During the opening ceremony, Martin Chavez, Mayor of Albuquerque, stated that the green building movement is largely industry driven and homebuilders are the vanguard of that movement. The mayor is responsible for rebuilding the public safety infrastructure and has broken ground on an historic surface water project. So far, under his leadership, Albuquerque has enjoyed a 30% reduction in water use.



Keynote


Keynote speaker Henry Green currently serves as President of the Board of Directors for the International Code Council (ICC), of which he is a founding member. He has been recognized nationally and internationally for implementing fire safety initiatives and codes.


He talked about how the NAHB and ICC can work together to provide a basis for improved efficiencies in our building environment. The functions of sustainability and

the viability of codes have everything to do with sustainability, “we want to preserve our environment, and want to do this in a way that provides flexibility,” Green said. “I believe we will see standards of this nature taking a more prominent stance in the building process of the future. We saw this with energy codes, which were developed into mandatory standards as we found the need.”


“We must look at how alternative fuels are being used,” Green stated. “Concepts of green building are not new, and we are finding improved methods such as recycling, improved building methods, materials, and how to relieve our environment of waste materials.” Green told the audience that the International Code Council cited Seattle as the first city to adopt a sustainable policy. In the City of Chicago, Mayor Daley required all buildings to comply with Energy Code.
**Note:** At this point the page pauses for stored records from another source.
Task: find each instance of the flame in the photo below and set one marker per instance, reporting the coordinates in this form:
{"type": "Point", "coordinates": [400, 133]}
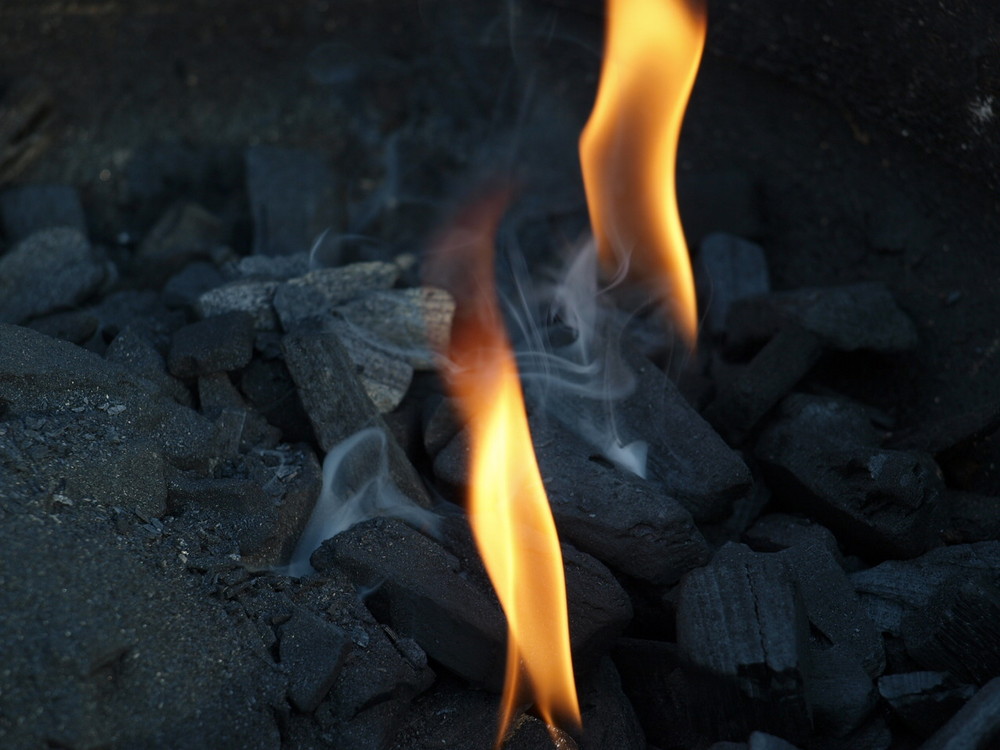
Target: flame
{"type": "Point", "coordinates": [508, 509]}
{"type": "Point", "coordinates": [628, 149]}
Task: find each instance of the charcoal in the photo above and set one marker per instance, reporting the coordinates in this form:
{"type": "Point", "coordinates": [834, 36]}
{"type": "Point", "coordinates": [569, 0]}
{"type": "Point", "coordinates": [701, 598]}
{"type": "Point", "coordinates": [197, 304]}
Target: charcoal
{"type": "Point", "coordinates": [743, 401]}
{"type": "Point", "coordinates": [840, 690]}
{"type": "Point", "coordinates": [629, 524]}
{"type": "Point", "coordinates": [245, 295]}
{"type": "Point", "coordinates": [971, 517]}
{"type": "Point", "coordinates": [133, 350]}
{"type": "Point", "coordinates": [608, 718]}
{"type": "Point", "coordinates": [185, 233]}
{"type": "Point", "coordinates": [923, 701]}
{"type": "Point", "coordinates": [976, 726]}
{"type": "Point", "coordinates": [49, 270]}
{"type": "Point", "coordinates": [293, 199]}
{"type": "Point", "coordinates": [313, 651]}
{"type": "Point", "coordinates": [892, 588]}
{"type": "Point", "coordinates": [764, 741]}
{"type": "Point", "coordinates": [958, 631]}
{"type": "Point", "coordinates": [821, 457]}
{"type": "Point", "coordinates": [728, 268]}
{"type": "Point", "coordinates": [418, 587]}
{"type": "Point", "coordinates": [845, 318]}
{"type": "Point", "coordinates": [39, 374]}
{"type": "Point", "coordinates": [832, 606]}
{"type": "Point", "coordinates": [27, 209]}
{"type": "Point", "coordinates": [742, 636]}
{"type": "Point", "coordinates": [217, 344]}
{"type": "Point", "coordinates": [337, 404]}
{"type": "Point", "coordinates": [74, 326]}
{"type": "Point", "coordinates": [725, 201]}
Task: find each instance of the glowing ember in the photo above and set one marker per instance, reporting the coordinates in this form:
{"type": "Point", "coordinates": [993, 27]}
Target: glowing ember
{"type": "Point", "coordinates": [508, 509]}
{"type": "Point", "coordinates": [628, 149]}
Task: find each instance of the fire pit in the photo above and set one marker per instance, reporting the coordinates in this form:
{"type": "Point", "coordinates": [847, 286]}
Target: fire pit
{"type": "Point", "coordinates": [235, 429]}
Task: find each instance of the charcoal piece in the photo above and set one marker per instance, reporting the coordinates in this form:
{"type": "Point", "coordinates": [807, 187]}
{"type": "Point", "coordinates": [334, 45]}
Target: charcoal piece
{"type": "Point", "coordinates": [133, 350]}
{"type": "Point", "coordinates": [418, 587]}
{"type": "Point", "coordinates": [896, 586]}
{"type": "Point", "coordinates": [608, 718]}
{"type": "Point", "coordinates": [833, 607]}
{"type": "Point", "coordinates": [923, 701]}
{"type": "Point", "coordinates": [313, 651]}
{"type": "Point", "coordinates": [337, 404]}
{"type": "Point", "coordinates": [27, 209]}
{"type": "Point", "coordinates": [413, 324]}
{"type": "Point", "coordinates": [728, 268]}
{"type": "Point", "coordinates": [293, 199]}
{"type": "Point", "coordinates": [839, 688]}
{"type": "Point", "coordinates": [821, 457]}
{"type": "Point", "coordinates": [217, 344]}
{"type": "Point", "coordinates": [958, 631]}
{"type": "Point", "coordinates": [629, 524]}
{"type": "Point", "coordinates": [764, 741]}
{"type": "Point", "coordinates": [74, 326]}
{"type": "Point", "coordinates": [971, 517]}
{"type": "Point", "coordinates": [724, 201]}
{"type": "Point", "coordinates": [742, 636]}
{"type": "Point", "coordinates": [186, 232]}
{"type": "Point", "coordinates": [49, 270]}
{"type": "Point", "coordinates": [773, 372]}
{"type": "Point", "coordinates": [976, 726]}
{"type": "Point", "coordinates": [845, 318]}
{"type": "Point", "coordinates": [244, 295]}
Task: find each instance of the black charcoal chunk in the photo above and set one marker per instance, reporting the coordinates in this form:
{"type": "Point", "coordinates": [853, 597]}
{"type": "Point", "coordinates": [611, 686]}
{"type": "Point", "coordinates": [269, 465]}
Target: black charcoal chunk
{"type": "Point", "coordinates": [976, 726]}
{"type": "Point", "coordinates": [418, 587]}
{"type": "Point", "coordinates": [337, 404]}
{"type": "Point", "coordinates": [217, 344]}
{"type": "Point", "coordinates": [894, 587]}
{"type": "Point", "coordinates": [742, 635]}
{"type": "Point", "coordinates": [293, 199]}
{"type": "Point", "coordinates": [185, 233]}
{"type": "Point", "coordinates": [728, 268]}
{"type": "Point", "coordinates": [751, 393]}
{"type": "Point", "coordinates": [958, 631]}
{"type": "Point", "coordinates": [845, 318]}
{"type": "Point", "coordinates": [630, 524]}
{"type": "Point", "coordinates": [27, 209]}
{"type": "Point", "coordinates": [49, 270]}
{"type": "Point", "coordinates": [821, 457]}
{"type": "Point", "coordinates": [923, 701]}
{"type": "Point", "coordinates": [313, 651]}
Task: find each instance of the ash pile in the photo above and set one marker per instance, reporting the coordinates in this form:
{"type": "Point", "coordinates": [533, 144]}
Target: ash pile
{"type": "Point", "coordinates": [780, 567]}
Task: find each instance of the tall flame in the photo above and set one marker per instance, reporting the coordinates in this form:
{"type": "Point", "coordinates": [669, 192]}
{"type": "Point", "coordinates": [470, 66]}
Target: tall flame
{"type": "Point", "coordinates": [508, 509]}
{"type": "Point", "coordinates": [628, 149]}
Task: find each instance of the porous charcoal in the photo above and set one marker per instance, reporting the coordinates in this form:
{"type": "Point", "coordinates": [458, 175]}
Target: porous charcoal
{"type": "Point", "coordinates": [821, 457]}
{"type": "Point", "coordinates": [742, 636]}
{"type": "Point", "coordinates": [49, 270]}
{"type": "Point", "coordinates": [217, 344]}
{"type": "Point", "coordinates": [27, 209]}
{"type": "Point", "coordinates": [293, 199]}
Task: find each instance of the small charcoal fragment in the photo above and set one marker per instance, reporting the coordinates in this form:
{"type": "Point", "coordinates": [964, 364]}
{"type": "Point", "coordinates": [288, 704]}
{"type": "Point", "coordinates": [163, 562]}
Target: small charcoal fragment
{"type": "Point", "coordinates": [742, 636]}
{"type": "Point", "coordinates": [217, 344]}
{"type": "Point", "coordinates": [821, 457]}
{"type": "Point", "coordinates": [293, 199]}
{"type": "Point", "coordinates": [27, 209]}
{"type": "Point", "coordinates": [923, 701]}
{"type": "Point", "coordinates": [976, 726]}
{"type": "Point", "coordinates": [728, 268]}
{"type": "Point", "coordinates": [49, 270]}
{"type": "Point", "coordinates": [313, 651]}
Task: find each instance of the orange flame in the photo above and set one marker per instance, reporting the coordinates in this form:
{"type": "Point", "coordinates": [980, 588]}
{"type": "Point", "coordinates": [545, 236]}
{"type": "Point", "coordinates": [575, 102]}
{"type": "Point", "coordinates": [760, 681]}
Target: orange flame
{"type": "Point", "coordinates": [508, 509]}
{"type": "Point", "coordinates": [628, 148]}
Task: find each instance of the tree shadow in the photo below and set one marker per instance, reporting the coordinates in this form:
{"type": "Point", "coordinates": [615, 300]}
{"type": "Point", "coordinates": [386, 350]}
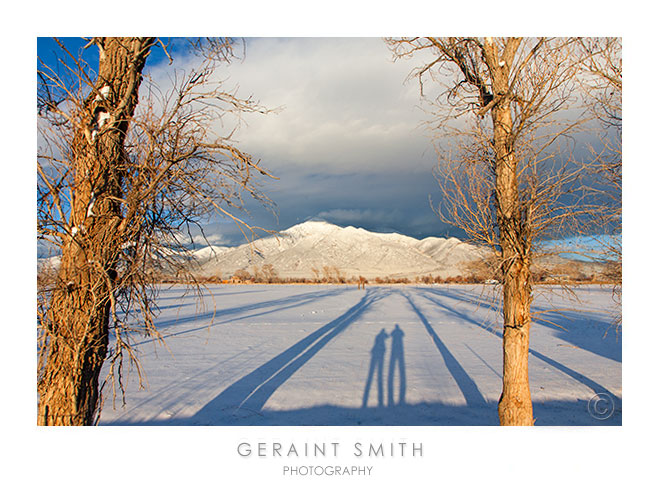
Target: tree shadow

There are many compelling reasons for changing the way we build and operate homes, continued Green. The U.S. consumes 25% of the world's energy, and although we must seek alternative energy such as solar, we must also look at how to reduce energy consumption as well. One way to do that is through conservation and efficiency of our building processes.


The rate of delivery of residential energy consumption is growing as a result of demographic trends in housing preferences.



GreenHome


To its credit, NAHB assembled an interesting group of case studies and examples of the implementation of green building standards.


Among them, Cherokee Investment Partners announced their “GreenHome” which was designed to meet “green building standards,” and is the first of its kind to be built in a traditional development. The firm specializes in brownfield redevelopment and it is hoped that the demonstration home will encourage conventional builders to embrace green building. The goals of the GreenHome include:
  • using 50% less fossil fuel than the conventional home
  • recycling 90% of all organic waste on the site
  • consuming 50% less water than a conventional home
  • recycling 75% of all construction and demolition waste
  • retaining 95% of all stormwater on site for reuse
  • creating a nature wildlife habitat
  • providing exceptional indoor air quality with 95% of all products required to have low or zero volatile organic compounds (VOC)

  • Green by Design


    One of the more interesting sessions was “Green by Design” by Peter Pfeiffer of Barley & Pfeiffer Architects, who used his own home and others as an example in his power point. He talked about “how to have an integrated approach to the five pillars of green building.”


    According to Pfeiffer, the five pillars are:
  • energy efficient
  • waste management
  • water conservation
  • healthful living and working environment
  • good looking structure.
  • His vision follows the framework set forth by the NAHB Model Green Home Building Guidelines.